La galanterie, messieurs, a été inventée pour laisser passer les seins dans l’embrasure des portes.
La première tétée et les amours précoces y rôdent pour la vie ; toute la vie.
Vous voudrez bien découvrir dans nos seins transparents une image de la terre, ce globe qui nous porte.
Du balcon de mes seins tu as vu, enfant, tous les pays du monde.
Tes seins sont-ils si sûrs qu’ils ne relèvent d’aucune radiographie ?
Il faudrait dire aux bébés ainsi qu’aux amoureux : régalez-vous mes enfants voici venir le règne des seins souverains.
Méfiez-vous, fiers gaillards, vous dormirez bientôt tout petits à l’ombre de mes seins.
Tartuffe : Ne cachez pas ce sein que j’aimerais tant voir !
Mes seins, le soir : écoutez ce que le couchant soupire dans sa poitrine rouge horizon!
N’oubliez pas que vous avez un corps : vos seins le murmurent au miroir.
Les jambes font des pas, arpentent les rues, seuls les seins dansent vraiment.

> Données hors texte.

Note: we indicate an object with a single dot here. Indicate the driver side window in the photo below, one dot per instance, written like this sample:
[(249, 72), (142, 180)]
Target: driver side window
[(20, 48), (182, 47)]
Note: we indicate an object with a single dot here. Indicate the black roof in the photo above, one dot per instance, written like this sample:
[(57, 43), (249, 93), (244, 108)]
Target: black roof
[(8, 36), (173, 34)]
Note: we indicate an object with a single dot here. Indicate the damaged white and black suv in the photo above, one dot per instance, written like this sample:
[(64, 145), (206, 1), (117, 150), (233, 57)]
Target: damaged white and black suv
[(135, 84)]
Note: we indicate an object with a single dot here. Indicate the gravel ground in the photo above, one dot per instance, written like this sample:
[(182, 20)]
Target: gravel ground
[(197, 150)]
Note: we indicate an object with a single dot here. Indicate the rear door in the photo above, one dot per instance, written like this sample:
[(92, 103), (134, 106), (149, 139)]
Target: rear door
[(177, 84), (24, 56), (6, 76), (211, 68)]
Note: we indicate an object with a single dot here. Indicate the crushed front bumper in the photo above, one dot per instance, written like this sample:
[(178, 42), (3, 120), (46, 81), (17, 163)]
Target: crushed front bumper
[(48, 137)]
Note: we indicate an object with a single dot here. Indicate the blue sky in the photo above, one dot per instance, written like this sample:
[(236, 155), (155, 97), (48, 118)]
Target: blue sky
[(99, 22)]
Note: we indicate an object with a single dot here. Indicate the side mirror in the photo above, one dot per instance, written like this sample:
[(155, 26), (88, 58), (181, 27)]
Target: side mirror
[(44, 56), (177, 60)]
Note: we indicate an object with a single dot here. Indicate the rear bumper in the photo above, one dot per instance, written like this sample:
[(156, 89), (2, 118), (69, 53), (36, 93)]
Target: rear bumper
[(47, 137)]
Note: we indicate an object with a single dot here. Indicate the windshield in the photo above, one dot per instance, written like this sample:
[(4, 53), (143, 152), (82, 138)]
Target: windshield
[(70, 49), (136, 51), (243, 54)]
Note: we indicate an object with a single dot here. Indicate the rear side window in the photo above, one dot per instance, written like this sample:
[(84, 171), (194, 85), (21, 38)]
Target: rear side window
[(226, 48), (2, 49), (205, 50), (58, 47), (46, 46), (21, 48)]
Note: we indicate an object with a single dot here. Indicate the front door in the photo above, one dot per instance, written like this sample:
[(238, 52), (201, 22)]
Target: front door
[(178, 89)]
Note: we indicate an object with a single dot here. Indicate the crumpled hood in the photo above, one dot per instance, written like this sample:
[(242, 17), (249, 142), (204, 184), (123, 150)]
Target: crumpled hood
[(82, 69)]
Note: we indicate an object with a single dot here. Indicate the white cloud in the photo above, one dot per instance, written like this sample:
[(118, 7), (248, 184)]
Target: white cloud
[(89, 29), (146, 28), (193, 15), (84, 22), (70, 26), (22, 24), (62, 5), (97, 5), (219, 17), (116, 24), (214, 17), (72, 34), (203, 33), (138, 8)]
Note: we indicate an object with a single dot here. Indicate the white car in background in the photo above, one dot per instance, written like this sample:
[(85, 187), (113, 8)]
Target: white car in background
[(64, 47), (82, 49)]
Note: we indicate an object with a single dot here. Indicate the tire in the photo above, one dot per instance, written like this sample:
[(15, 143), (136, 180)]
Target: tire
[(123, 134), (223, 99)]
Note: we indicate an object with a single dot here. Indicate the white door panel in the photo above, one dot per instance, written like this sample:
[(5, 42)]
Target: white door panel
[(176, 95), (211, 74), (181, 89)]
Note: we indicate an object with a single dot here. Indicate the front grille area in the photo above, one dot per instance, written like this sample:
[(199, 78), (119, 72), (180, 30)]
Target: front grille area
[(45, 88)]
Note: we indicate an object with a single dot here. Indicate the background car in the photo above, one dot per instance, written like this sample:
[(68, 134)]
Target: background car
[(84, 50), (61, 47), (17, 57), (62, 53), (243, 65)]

Il sont le sourire avancé à la fenêtre du corps, un souffle de passage, du bout des aréoles.
Dans l’arrondi de lait blanc dont tu remplis chaque matin le creux du bol, tu te revois bébé, accroché à mon sein.
Deux diamants doux qui étincellent devant moi.
Ils nous précèdent mais leur souvenir nous suit.
Au soleil de nos seins vous égayez votre journée de pluie.
Le souffle du vent sur la moisson à venir, au bord de l’été, n’approche pas la splendeur d’une caresse sur le sein.
Je tremble de pitié à l’idée que des hommes – pour peu qu’ils aient été nourris au biberon – ne sauront jamais ce qu’est un sein. Il leur manque la moitié du monde.
Depuis toujours, des architectes couvrent le monde de coupoles : ils ont raison ; le sein est l’unique ferveur.
Si belle à Paris, avec ses courbes souples, la Seine est sœur du sein.